Multiplying the first equation by $T_m$ and the second by $T_n$ and substracting them \begin{align} \frac{d}{dx}\left\{\sqrt{1-x^2} T_n'\right \}T_m - \frac{d}{dx}\left\{\sqrt{1-x^2} T_m'\right\}T_n + \frac{n^2 - m^2}{\sqrt{1-x^2}} T_m T_n &= 0 \\ \frac{d}{dx}\left\{\sqrt{1-x^2} (T_n'T_m - T_m'T_n)\right\} + \frac{n^2 - m^2}{\sqrt{1-x^2}} T_m T_n &= 0 \end{align}

Now, the wronskian $W(T_n,T_m)$ is $ W(T_n,T_m) = T_n T_m' - T_n' T_m = \frac{m \cos(n \theta) \sin(m \theta) - n \sin(n \theta) \cos (m\theta)}{\sqrt{1-x^2}} $ and then $ \int_{-1}^1 \frac{T_n(x) T_m(x)}{\sqrt{1-x^2}} dx = \int_{-1}^1 \frac{d}{d x} \left\{\frac{m \cos(n \theta) \sin(m \theta) - n \sin(n \theta) \cos (m\theta)}{n^2 - m^2}\right\}dx $ If $n \neq m$, it's easy to see that the integral is zero.
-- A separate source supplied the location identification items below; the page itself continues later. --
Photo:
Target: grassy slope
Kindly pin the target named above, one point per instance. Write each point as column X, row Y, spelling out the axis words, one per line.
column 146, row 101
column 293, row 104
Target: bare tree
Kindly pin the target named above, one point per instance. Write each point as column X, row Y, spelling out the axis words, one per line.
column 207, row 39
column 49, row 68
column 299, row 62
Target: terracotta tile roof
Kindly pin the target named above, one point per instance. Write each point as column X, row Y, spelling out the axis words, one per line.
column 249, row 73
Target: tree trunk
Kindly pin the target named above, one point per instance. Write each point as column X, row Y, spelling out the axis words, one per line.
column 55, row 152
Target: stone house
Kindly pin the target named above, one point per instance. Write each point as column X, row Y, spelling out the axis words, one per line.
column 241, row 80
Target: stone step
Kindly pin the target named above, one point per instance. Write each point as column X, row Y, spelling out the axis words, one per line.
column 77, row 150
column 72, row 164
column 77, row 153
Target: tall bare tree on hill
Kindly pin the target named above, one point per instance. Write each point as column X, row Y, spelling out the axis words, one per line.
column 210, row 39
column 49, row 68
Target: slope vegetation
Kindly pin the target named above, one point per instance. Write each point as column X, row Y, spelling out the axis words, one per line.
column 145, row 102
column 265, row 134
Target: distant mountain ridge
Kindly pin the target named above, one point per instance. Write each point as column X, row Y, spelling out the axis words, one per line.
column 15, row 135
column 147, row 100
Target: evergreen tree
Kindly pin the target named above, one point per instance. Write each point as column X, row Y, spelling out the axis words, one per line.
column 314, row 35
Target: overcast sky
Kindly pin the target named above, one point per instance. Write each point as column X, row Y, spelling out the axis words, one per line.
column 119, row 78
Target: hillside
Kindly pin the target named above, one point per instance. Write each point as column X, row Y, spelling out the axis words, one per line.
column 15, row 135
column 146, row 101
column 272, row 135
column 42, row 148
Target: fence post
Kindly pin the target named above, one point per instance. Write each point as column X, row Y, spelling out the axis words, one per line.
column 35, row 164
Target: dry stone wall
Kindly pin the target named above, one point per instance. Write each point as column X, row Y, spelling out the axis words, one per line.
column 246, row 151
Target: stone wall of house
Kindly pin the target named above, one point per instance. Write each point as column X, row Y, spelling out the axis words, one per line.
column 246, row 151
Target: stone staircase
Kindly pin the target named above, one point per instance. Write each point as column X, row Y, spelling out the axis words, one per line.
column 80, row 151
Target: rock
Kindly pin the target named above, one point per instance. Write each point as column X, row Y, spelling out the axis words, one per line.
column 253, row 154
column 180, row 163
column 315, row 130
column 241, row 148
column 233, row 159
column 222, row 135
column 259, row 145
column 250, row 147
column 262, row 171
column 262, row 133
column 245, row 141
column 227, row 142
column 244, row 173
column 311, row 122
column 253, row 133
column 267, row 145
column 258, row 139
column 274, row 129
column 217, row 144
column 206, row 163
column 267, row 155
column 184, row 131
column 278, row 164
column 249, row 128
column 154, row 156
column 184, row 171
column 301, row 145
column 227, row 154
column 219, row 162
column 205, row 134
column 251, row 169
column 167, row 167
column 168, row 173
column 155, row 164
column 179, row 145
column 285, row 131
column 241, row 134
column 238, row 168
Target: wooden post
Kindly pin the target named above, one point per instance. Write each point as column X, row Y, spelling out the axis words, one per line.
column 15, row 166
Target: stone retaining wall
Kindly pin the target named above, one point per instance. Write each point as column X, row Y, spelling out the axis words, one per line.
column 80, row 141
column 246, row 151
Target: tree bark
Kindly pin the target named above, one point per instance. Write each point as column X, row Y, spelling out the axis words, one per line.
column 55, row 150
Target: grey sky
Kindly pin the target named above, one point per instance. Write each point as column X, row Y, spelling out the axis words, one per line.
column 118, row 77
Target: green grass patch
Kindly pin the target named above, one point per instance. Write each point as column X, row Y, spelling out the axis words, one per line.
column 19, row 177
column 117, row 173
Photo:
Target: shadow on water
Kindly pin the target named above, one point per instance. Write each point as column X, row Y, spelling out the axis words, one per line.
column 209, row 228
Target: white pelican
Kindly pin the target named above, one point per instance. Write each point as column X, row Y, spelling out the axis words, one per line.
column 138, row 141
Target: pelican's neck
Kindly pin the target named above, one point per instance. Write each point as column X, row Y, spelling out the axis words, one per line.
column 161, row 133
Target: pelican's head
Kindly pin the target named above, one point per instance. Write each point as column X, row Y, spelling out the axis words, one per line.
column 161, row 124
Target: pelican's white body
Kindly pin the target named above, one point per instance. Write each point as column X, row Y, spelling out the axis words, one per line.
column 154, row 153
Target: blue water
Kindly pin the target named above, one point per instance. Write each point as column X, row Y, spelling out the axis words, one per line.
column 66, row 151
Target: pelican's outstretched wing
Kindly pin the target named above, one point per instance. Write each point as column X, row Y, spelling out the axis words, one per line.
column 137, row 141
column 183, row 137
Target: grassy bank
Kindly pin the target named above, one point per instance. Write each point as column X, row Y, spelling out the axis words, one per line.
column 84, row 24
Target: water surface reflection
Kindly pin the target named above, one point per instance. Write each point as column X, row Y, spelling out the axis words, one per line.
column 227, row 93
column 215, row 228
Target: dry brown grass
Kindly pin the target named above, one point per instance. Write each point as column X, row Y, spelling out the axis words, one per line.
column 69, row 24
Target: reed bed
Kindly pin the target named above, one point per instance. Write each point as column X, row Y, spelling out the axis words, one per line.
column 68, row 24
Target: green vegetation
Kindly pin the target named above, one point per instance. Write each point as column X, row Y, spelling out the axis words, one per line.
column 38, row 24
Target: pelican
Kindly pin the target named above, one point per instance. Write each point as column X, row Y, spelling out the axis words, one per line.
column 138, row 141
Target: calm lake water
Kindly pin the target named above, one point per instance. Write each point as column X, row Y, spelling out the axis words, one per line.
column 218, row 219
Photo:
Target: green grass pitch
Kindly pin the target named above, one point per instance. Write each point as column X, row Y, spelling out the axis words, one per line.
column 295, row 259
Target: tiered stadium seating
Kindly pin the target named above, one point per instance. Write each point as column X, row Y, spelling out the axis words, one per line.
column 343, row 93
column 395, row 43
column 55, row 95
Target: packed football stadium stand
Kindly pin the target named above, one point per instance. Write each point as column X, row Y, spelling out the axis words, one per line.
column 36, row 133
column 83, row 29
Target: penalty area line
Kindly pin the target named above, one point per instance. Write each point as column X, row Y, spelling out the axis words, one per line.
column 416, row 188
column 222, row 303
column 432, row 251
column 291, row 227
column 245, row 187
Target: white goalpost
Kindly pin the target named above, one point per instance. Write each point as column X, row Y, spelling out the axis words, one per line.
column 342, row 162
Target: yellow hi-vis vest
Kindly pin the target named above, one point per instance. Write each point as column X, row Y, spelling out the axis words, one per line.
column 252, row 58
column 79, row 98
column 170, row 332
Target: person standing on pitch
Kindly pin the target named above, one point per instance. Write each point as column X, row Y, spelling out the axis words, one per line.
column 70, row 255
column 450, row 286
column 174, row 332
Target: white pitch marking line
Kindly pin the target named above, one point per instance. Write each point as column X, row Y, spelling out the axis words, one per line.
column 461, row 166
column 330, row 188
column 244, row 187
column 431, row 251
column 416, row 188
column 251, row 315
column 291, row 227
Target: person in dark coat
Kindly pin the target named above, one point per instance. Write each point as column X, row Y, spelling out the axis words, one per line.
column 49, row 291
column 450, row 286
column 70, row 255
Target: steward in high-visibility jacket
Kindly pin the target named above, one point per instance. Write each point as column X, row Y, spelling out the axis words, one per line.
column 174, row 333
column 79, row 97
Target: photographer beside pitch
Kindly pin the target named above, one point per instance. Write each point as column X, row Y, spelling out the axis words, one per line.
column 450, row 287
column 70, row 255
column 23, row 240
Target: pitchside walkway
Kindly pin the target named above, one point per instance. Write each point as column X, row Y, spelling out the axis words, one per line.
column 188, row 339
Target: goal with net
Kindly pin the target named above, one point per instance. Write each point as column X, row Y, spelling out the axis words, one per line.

If $n \to m$, we have that $ \lim_{n \to m} \frac{m \cos(n \theta) \sin(m \theta) - n \sin(n \theta) \cos (m\theta)}{n^2 - m^2} = \begin{cases}-\frac{\theta}{2}, & m \neq 0, \\ \\ - \theta, & m = 0 \end{cases} $ and then $ \int_{-1}^1 \frac{T_n(x) T_m(x)}{\sqrt{1-x^2}} dx = \begin{cases} 0, & m \neq n, \\ \\ \frac{\pi}{2} & m = n \neq 0, \\ \\ \pi & m = n = 0. \end{cases} $